Simon Schama is a genius. But that's not his greatest gift. There are few broadcasters whose erudition translates so beautifully into education by conversation, learning by contagious passion, and for once a creative balance between scepticism and faith, or to put it in other terms the complementarity of an hermeneutic of suspicion and an hermeneutic of trust. The new BBC1 series on the Story of the Jews began last Sunday evening and goes for a further 4 weeks.
I remember doing history of the Ancient Near East, the history and religion of Israel, and a wide ranging introduction to the Hebrew Bible as part of my Arts degree at Glasgow University – there I encountered an hermeneutic of supsicion, and little patience in the classroom with trust as faith commitment. I revisited some, but not much of that material in my theological education, this time in a College where trust and faith commitment were part of the hermeneutical process. Of course this was without ignoring or demeaning the gains from critical scholarship, with respectful practice of a disciplined critical and historical analysis of text, culture and context, and as part of a multi-disciplinary subject-field that was diverse and required an approach to learning we would now call integrated.
So this first episode was a treat.
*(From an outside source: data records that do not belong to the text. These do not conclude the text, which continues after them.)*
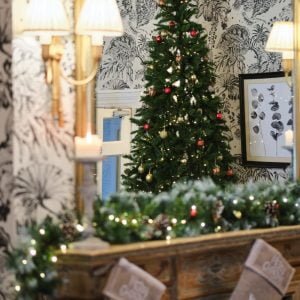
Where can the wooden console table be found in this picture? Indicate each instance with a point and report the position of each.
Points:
(206, 267)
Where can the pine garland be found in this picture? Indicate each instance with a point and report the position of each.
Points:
(33, 260)
(196, 208)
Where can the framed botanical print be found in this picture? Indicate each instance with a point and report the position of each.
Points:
(266, 108)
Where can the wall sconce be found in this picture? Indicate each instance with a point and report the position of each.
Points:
(47, 19)
(281, 39)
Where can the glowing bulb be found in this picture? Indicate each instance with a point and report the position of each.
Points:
(42, 231)
(88, 137)
(54, 259)
(17, 288)
(63, 248)
(79, 228)
(32, 252)
(174, 221)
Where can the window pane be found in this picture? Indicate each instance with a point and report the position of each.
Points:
(111, 129)
(110, 175)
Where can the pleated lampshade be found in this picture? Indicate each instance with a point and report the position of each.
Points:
(100, 18)
(281, 39)
(46, 18)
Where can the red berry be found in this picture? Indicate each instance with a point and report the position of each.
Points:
(172, 24)
(219, 116)
(193, 211)
(229, 172)
(193, 33)
(158, 39)
(167, 90)
(200, 143)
From the sceptical reflections on the absence of hard histoirical, archaeological evidence for the Exodus, to the sequence of family scenes at Passover celebrated in Schama's own household, to the ecstatic and passionate love for Torah, for words and for reading and for the scrolls, that is utterly characteristic, essential, to Judaism – this was wonderfully captured in the scenes at the synagogue. This is superb television; more than that it is a first class education at an accessible level in what it means to be a people of faith, albeit a faith diverse, historically rooted in change and continuity, and that continuity despite repeated persecution measurable on a scale stretching from ridicule to the Holocaust.
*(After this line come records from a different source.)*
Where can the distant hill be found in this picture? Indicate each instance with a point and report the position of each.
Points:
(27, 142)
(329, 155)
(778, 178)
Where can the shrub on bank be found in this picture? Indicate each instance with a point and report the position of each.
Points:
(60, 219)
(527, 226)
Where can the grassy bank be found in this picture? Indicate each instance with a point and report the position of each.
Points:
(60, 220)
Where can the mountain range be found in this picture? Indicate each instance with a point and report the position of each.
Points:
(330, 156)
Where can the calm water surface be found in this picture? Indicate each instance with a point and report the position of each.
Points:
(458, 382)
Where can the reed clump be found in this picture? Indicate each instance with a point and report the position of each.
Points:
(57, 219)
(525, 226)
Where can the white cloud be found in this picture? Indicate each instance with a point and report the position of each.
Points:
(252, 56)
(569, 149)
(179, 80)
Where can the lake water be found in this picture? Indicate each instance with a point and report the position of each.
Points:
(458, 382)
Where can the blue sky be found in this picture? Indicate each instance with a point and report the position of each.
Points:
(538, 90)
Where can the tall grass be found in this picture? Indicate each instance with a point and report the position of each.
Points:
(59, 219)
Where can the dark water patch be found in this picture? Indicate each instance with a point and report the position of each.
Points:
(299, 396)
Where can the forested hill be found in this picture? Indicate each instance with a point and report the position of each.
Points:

I don't always agree with some of the premises, or conclusions of the programme, but that is only judging by the first episode. We will wait and see what is still to come. But I look forward to sitting down with time and attentiveness in what is a master class in contemporary education that aims at heigtened awareness of issues, balanced provision of information, posing of questions that compel reflection rather than make-do answers, and that brings a world different from mine alive, with sympathy, insider knowledge, humour and Schama's geuine greatness as a scholar whose learning elicits admiration, and invites engagement with his world of thought.